A EMPREENDEDORA DA CALÇADA

Dia desses, numa manhã ensolarada, eu caminhava pelas ruas do meu bairro por entre o milagre de ainda conseguir desfrutar de algum esconderijo verde que escapou da especulação imobiliária que arquitecta nosso cinza cenário de concreto em belíssimos arranha céus que encarceram São Paulo e oprimem a vida.

O desmatamento por aqui, de resquícios de Mata Atlântica inclusive, é possível reconhecer a olhos vistos pelos terrenos mais escondidos do bairro, assim, quando menos se espera surge um novo empreendimento das grandes construtoras que detém o verde do mundo, sem que ninguém se mobilize em prol da vida.

De repente eu a avistei ali, uniformizada num avental branco, com sua vasta cabeleira aconchegada numa elegante touca gourmet, a esperar pelos fiéis clientes operários das obras, que nos intervalos do trabalho, ali se encontram diariamente para o café matinal acompanhado dum bolo do dia, naquele em especial ,um de milho recém assado num forno a lenha.
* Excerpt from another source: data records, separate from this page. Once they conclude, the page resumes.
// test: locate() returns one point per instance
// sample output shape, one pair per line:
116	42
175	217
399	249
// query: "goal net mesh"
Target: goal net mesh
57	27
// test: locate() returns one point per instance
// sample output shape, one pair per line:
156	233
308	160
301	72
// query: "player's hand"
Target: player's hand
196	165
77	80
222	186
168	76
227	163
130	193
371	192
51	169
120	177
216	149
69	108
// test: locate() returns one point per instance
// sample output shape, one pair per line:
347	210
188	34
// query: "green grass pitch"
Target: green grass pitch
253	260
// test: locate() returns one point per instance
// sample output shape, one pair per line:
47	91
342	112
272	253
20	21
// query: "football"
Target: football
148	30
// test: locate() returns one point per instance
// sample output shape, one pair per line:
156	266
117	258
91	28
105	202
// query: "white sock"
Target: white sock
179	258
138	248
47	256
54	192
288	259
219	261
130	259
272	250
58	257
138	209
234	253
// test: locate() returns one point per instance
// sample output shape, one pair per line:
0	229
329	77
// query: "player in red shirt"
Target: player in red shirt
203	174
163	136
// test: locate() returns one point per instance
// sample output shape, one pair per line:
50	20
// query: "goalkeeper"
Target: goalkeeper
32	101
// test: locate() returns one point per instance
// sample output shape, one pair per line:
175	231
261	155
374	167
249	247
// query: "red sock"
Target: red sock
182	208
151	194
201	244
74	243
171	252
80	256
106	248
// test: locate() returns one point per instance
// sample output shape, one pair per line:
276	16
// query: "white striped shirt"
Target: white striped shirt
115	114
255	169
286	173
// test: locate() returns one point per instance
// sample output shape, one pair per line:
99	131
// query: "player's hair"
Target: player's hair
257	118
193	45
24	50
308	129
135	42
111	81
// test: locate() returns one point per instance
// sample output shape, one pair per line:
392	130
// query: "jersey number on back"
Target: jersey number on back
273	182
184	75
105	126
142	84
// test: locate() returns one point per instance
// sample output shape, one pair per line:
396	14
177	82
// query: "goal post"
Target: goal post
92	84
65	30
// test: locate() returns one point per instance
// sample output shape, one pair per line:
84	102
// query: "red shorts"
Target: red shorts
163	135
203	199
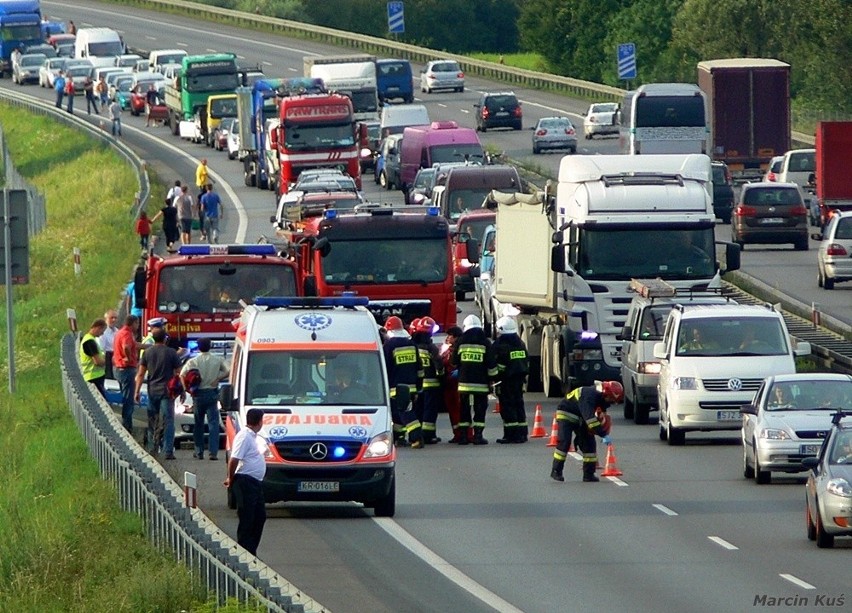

Tudo impecavelmente higienizado.

Ao me aproximar não pude deixar de puxar uma conversinha enquanto eu saboreava o seu dois em um. "Saí da dieta", brinquei com ela.

Foi ali que descobri que há anos ela vive daquele trabalho autônomo e empreendedor que lhe garante um sustento confortável bem acima do que qualquer outro trabalho assalariado lhe garantiria dentro do seu atual grau de instrução.

"Moça, estudar nesse país não dá camisa para ninguém não, preferi estudar minhas receitas de bolo, moça"

Notei um certo desânimo naquela fala.

Então lhe perguntei se ao menos recolhia a previdência para um futuro mais garantido."ô moça, acorda, aqui não há futuro garantido para o trabalhador, previdência por aqui é só para alguns...então faço a minha poupança!".

"E a fiscalização não te incomoda?"

Não Moça, aqui é quase fim de mundo, mata fechada, só se tiver algum problema de atrapalhar a vizinhança e alguém denunciar.

Meu trabalho é honesto , moça, um cafézinho fresquinho com bolo caseiro, tudo bem limpinho, até a ronda da segurança é minha cliente!".

Acabamos rindo juntas, paguei meu consumo, irrisórios e bem empregados dois reais, e saí dali "lambendo os beiços" de tanta gostosura e certa de que as dificuldades sociais enxergam muito bem a dinâmica dos nosos entornos.

Fiquei a imaginar porque alguém denunciaria aquele trabalho honesto sem sequer denunciar tantas árvores que vêm abaixo todos os dias em nome da especulação imobiliária que implode São Paulo.

O trabalho...algo tão essencial quanto a própria vida seca daqui.